How Julio Montaner set the standard for AIDS treatment

Julio Montaner’s medical breakthroughs have helped save millions of
lives. Many were inspired by one simple piece of advice from his father.

Dr.
Montaner’s dad was a noted pulmonary specialist and expert on
tuberculosis, which was a problem in their native Argentina. Julio
Gonzalez Montaner told his son to treat the stubborn respiratory disease
with a combination of drugs – one alone was not enough.

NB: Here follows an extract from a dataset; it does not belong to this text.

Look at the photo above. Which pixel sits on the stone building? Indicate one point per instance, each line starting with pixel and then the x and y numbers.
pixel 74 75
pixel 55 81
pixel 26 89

The younger Dr. Montaner leveraged this concept in the mid-1980s
when, as a pulmonary specialist himself, working at St. Paul’s Hospital
in Vancouver, he kept encountering patients suffering from a previously
rare form of pneumonia.

He hypothesized that while these patients
seemed to have suppressed immune systems, their immunity was also acting
erratically – they had inflammation, too. He treated them with steroids
to curb the inflammation, then antibiotics to zap the pneumonia
infection. It worked.

As it became clear that these patients were
also suffering from an underlying new disease that would eventually be
labelled HIV/AIDS, Dr. Montaner went to a conference in California and
shared his discovery. His approach quickly became the standard of care
for pneumocystis pneumonia, which often affected people with HIV/AIDS.

Years
later, as head of the hospital’s AIDS clinic and research program
(launched in the late 1980s with Dr. Montaner as the only devoted
employee, plus a half-time secretary), he realized his father’s golden
rule might work again.

Dr. Montaner was treating his patients with
azidothymidine (AZT), but it wasn’t slowing the disease enough, and the
drug kept becoming resistant to the powerful virus. “Using the
combination model, I started shopping around for another drug,” says Dr.
Montaner. He began testing his patients with a combination of AZT and
didanosine (DDI). Better, but not good enough.